Some day in the not too distant future, let’s hope we don’t have to fight for our fishing and hunting rights.
Let’s hope Congress and our Legislature can spend their time better than to fend off moves by small groups bent on denying those rights.
That’s not today, and what’s happening in Congress and the Louisiana Legislature shows all is not right.
Last week, Rep. Bill Cassidy, R-Baton Rouge, filed a bill, the “Offshore Fairness Act,” in the 113th Congress.
Cassidy’s bill will push the seaward boundary of five Gulf States and five South Atlantic States out to three marine leagues. That’s the same push Louisiana made last year in our Legislature, and our Wildlife and Fisheries Commission took to move fisheries-only boundary waters to that mark.
There are provisions that these states would not be able to enact any law more restrictive or more severe “than the administrative or judicial penalty or sanction under current Federal law,” and it doesn’t touch the oil and gas mineral rights.

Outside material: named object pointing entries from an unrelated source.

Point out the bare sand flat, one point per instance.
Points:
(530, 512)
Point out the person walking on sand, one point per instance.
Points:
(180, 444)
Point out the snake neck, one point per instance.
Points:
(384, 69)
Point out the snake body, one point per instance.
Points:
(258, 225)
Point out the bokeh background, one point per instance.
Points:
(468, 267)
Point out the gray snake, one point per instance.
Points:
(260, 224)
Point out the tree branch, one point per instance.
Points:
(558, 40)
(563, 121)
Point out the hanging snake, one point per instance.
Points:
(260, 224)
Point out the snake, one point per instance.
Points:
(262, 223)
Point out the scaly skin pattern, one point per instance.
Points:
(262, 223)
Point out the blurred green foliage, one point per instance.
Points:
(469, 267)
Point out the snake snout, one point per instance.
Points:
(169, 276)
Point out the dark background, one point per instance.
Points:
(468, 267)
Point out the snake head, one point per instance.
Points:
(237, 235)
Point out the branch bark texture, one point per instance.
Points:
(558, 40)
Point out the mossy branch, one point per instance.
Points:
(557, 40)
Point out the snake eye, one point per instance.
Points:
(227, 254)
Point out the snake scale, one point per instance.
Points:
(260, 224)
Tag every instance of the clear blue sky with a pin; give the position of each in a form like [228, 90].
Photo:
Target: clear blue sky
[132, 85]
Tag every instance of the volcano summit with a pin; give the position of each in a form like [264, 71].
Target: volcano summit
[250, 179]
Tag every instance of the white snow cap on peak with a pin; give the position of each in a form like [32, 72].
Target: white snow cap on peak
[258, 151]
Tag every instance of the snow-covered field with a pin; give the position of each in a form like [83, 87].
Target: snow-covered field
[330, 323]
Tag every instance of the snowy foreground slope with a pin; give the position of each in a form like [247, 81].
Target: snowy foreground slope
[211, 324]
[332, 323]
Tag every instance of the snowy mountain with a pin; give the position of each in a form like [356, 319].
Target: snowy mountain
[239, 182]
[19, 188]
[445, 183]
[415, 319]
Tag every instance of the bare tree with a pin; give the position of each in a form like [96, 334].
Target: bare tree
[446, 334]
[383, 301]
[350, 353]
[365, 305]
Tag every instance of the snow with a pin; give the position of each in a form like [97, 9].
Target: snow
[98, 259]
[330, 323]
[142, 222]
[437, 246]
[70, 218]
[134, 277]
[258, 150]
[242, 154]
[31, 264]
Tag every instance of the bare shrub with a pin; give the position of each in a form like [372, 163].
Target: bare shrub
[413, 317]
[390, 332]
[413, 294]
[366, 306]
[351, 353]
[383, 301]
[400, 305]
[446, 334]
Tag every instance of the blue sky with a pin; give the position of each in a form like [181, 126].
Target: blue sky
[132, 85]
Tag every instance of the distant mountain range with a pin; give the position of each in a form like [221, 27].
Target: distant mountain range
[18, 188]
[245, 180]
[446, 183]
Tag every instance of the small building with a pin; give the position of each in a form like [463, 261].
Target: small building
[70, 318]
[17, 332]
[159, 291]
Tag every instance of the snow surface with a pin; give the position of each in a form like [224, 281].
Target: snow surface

The bill’s main proviso hits at fishery rights. It tells the Commerce secretary to hand over the “exclusive fishery management authority over reef fish in the Gulf of Mexico and the Atlantic Ocean in the expanded submerged land.”
Furthermore, the bill demands the Commerce secretary to turn over management of red snapper in these two areas to each state out to 200 miles, and that state management “remain in effect for any state until the state on which the governor of that state has certified to the Secretary of Commerce, in writing, that the governor is confident that the stock assessment of the National Oceanographic and Atmospheric Administration for red snapper fish within the authority of the state … are (a) accurate and (b) based on sound science.
That just about sums up the angry points fishermen have been making for the past five years about today’s recreational red snapper debacle.
There’s another problem: the Magnusson-Stevens Fishery Management Act is up for reauthorization this year. This is the law the Gulf of Mexico Fishery Management Council, and other councils around the country, have been using to fiddle around with the quotas allowed for commercial and recreational catches for years.
Like others who seem bent on chipping away at the public’s fishing rights, these federal fisheries managers have overstepped their bounds, if for no other reason than they have ignored several provisions in Mag-Stevens that were designed to help maintain the economic power extant in the recreational fishing sector.
A further jab at the recreational sector came last week when Commerce asked for comments concerning a proposal to cut into the recreational fishing quotas and giving that cut to the charterboat industry.
Think things are hot now, just wait.